Kanclerz Niemiec Angela Merkel w połowie lipca ma polecieć z wizytą do Stanów Zjednoczonych. Jeśli Joe Biden mówi o Zachodzie, dla którego wyzwaniem są Chiny i Rosja, czyli Wschód, to gdzie jest Polska? - No, w tylnej części ciała jesteśmy - uważa Włodzimierz Czarzasty, poseł Lewicy i wicemarszałek Sejmu. - Polska kłócąca się z Unią Europejską nie znaczy nic - dodaje.
- Kiedy Stany Zjednoczone próbują budować nową geopolitykę, okazuje się, że miejsca tam dla Polski nie ma - twierdzi Piotr Zgorzelski, poseł Koalicji Polskiej i wicemarszałek Sejmu.
Nic podobnego - odpowiada obóz władzy.
- Będziemy zachęcali wszystkich inwestorów, w tym amerykańskich, żeby w naszym kraju inwestować. Co jest ważne, są te inwestycje w Polsce przeprowadzane - mówi Andrzej Dera, sekretarz stanu w kancelarii prezydenta. - Polska jest ważnym uczestnikiem NATO - dodaje.
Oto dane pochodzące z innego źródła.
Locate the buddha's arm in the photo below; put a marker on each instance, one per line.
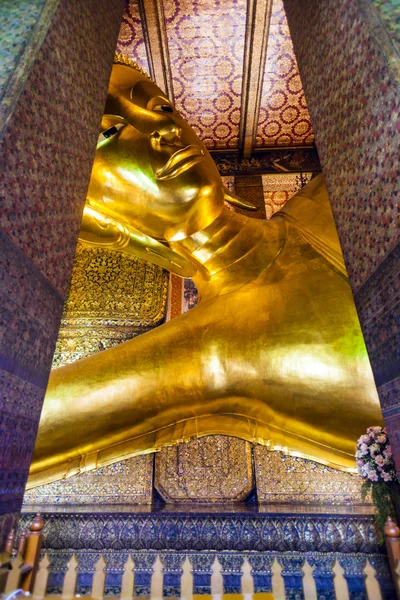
(100, 229)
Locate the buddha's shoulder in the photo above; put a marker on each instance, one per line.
(310, 212)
Dojdzie do spotkania Duda-Biden?
Prezydenci Andrzej Duda i Joe Biden w poniedziałek wezmą udział w szczycie NATO. Minister spraw zagranicznych Zbigniew Rau potwierdził, że nie dojdzie do spotkania przywódców, bo Amerykanie nie znaleźli czasu "dla sojuszników ze wschodniej flanki". W rozmowie z "Rzeczpospolitą" dodał, że w Polsce wciąż nie ma nowego amerykańskiego ambasadora.
- Polska dyplomacja prawie nie istnieje, właściwie tak się poddaje. Jedynie ogranicza się do jęków, narzekania - ocenia Jerzy Maria Nowak, były ambasador Polski przy NATO, profesor Uczelni Vistula.
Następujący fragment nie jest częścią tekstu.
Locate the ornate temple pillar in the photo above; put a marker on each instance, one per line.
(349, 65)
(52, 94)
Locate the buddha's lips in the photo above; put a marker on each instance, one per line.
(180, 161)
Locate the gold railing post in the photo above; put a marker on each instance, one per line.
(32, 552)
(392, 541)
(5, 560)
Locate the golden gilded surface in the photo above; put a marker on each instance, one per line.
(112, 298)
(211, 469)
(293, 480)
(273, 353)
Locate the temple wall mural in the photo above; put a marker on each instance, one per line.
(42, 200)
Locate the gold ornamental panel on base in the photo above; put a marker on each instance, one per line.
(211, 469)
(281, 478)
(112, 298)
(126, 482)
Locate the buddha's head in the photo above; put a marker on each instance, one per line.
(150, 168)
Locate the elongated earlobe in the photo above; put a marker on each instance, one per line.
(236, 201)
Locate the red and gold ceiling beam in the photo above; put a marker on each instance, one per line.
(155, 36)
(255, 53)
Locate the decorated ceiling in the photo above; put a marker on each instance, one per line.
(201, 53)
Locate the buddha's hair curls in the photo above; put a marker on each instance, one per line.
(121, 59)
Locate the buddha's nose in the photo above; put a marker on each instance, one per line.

Został nam premier Węgier Viktor Orban - komentuje opozycja.
- Satelitą Rosji radzieckiej już kiedyś byliśmy i teraz nie warto stawać się satelitą Rosji putinowskiej - twierdzi Izabela Leszczyna, posłanka Platformy Obywatelskiej.
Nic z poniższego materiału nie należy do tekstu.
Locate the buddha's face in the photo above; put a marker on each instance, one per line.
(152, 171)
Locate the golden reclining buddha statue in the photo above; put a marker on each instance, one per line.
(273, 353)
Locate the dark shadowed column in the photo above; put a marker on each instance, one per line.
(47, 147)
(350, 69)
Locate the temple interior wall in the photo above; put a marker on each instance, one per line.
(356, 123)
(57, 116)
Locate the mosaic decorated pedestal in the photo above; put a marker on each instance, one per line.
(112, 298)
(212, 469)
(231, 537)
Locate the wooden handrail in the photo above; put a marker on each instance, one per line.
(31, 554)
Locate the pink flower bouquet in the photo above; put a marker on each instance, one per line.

NATO to w dużej mierze kraje tworzące jednocześnie Unię Europejską, z którą Polska jest w permanentnym sporze, i którą Zbigniew Ziobro porównywał ostatnio do Związku Radzieckiego.
- Polski rząd robi to, co jest w naszej mocy, aby te relacje jakoś odbudować, pomimo że do tanga trzeba dwojga - mówi eurodeputowany Prawa i Sprawiedliwości Patryk Jaki.
Tu chodzi o upadek rządów prawa i standardów demokracji - alarmuje z kolei Unia Europejska. Ostatnio podobny alarm dotarł zza oceanu. Były prezydent USA Barack Obama w wywiadzie dla stacji CNN stwierdził, że Polska i Węgry są w istocie autorytarne.